But first, a digression.
Way back in high school it was time to pick semester projects for computer science class. To give you some idea of how long ago this was, the project was to be written in
FORTRAN -- that's FORTRAN in all caps -- on the local university's "
time-sharing system." At the time I thought AI was about the coolest thing you could do with a computer
*. I started casting about for a worthy problem.
It seemed all the good ones were taken. Conversing in English in the manner of a non-directive therapist?
Done. Moving blocks around in an imaginary world in response to natural-language commands?
Solved problem. Chess? Well, folks were working on it, but everyone knew chess was hard. Could a computer ever surpass a human master's deep positional understanding? Doubtful. Certainly this was too much for a semester project.
After some pondering, I hit on the idea of "how come?" puzzles. Example: A man is found murdered in a room with 53 bicycles. How come? Answer: The man is a gambler, the bicycles are
playing cards, and two of the 53 cards are the ace of spades. One is expected to solve the puzzle by asking yes or no questions which the computer would answer ("Were the bicycles stolen?" "No.") The yes/no format is nicely circumscribed. The questions less so, but therein lies the challenge, no?
I'm sure the teacher must have entertained, if only for a fleeting second, the idea of letting me actually try this. I'm grateful he didn't go that route. By the time I'd finished bashing my head against the finer points of parsing natural language and representing facts about the world, and realized that the resulting hash could not be made into something coherent, it would have been too late to do an actual project.

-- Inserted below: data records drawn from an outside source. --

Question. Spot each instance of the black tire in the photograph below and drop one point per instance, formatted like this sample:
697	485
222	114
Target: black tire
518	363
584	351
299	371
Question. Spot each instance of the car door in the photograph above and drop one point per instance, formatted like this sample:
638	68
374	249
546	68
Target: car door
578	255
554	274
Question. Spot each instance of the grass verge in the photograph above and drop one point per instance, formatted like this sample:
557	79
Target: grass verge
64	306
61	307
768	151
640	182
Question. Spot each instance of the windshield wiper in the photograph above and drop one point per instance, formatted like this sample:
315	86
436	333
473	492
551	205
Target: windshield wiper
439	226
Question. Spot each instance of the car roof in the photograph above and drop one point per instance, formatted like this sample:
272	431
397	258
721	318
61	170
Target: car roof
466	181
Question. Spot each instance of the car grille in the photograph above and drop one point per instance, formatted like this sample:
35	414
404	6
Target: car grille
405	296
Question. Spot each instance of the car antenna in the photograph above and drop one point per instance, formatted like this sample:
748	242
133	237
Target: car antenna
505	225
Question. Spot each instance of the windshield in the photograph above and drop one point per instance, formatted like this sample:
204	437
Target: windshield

Instead, I reluctantly agreed to write an adventure program along the lines of
ADVENT. Such "text adventures" were popular on the PCs of the day. You moved and acted in a fantasy world by typing one or two word commands (
LOOK ... TAKE ROCK ... THROW ROCK ...RUN) and the game would give you a more or less sensible description of what happened (
You see a dragon ... You pick up the rock ... The rock hits the dragon. The dragon appears angry.)
ADVENT was available on the time-sharing system. I forget just how we got away with playing it -- perhaps after classes or as a reward for finishing assignments early? -- but I had managed to find my way through the mazes of twisty little passages and figure out everything but how to solve the final puzzle. More importantly, through experimentation, study and the help of
Byte and
Dr. Dobb's I had formed a pretty good theory of how such games worked (patience, I'm getting back to the web.stuff) and how to write them.
The project was a success. I got a good grade, my friends thought it was cool and I learned quite a bit about data structures (and this was in FORTRAN, Sonny, none of this newfangled OO stuff). But it was also a bit disillusioning. The program wasn't doing anything deep or smart. It certainly didn't understand English. It understood two lists of words, namely a verb list and a noun list, comprising a few dozen words in all. It could parse a "sentence" consisting of a verb optionally followed by a noun. The model of the world was a few arrays. The prose descriptions were canned, of course, essentially the same from run to run.
And yet it was by far the best thing I'd written up to that point, and much better than anything I could have produced in a full-blown tilt at the AI windmills.
Now, where was I?
Wolfram Research, which has more than earned its keep by producing
Mathematica, Mathworld and a smörgåsbord of other useful resources on mathematics in general, is announcing a new portal called
Wolfram Alpha, set to open for business sometime this month. It aims to “compute whatever can be computed about the world.” Nothing small, then.
Not being one of the "few select individuals" to see the thing in beta, I can't say exactly what it does, but evidently it's meant to answer general questions on the order of "How many broadband connections are there in Sweden?" and point you at the web resources it used to come up with its answer. Nice.
Also according to some of the select individuals in question, it has mixed success in doing this. When it hits, it often hits a home run. But it seems to strike out a fair bit as well. Hmm ... haven't I
seen this movie before?
But for the caliber of the folks behind it, I wouldn't really pay much attention to
Alpha. Given that it's Wolfram, I'll certainly give it a try. Not too long ago I spent quite a bit of time trying to track down a seemingly simple figure, something like "the number of hosts on the internet" only to find myself lost in a twisty maze of little tabulations, all different. If Wolfram can pull together such things, accounting reasonably for differences in format, not to mention methodology, I'll certainly be interested.
If they're expecting something to replace Google and Wikipedia, I doubt that will happen, even if the thing works perfectly. On the other hand, if they're shooting for steady traffic from people who occasionally need to know facts that aren't in Wikipedia yet but maybe should be, that might work. I don't know how or whether you make a viable business of that, but Wolfram seems content in at least some cases just to put good stuff out there for the good of both their brand and the ecosystem at large. And more power to them.
[As noted elsewhere, I still use Wolfram Alpha for a certain class of questions --D.H. May 2015]
* Taking into account that "AI" and "computer" mean considerably different things now than they did then, I'd still put AI fairly high on the list.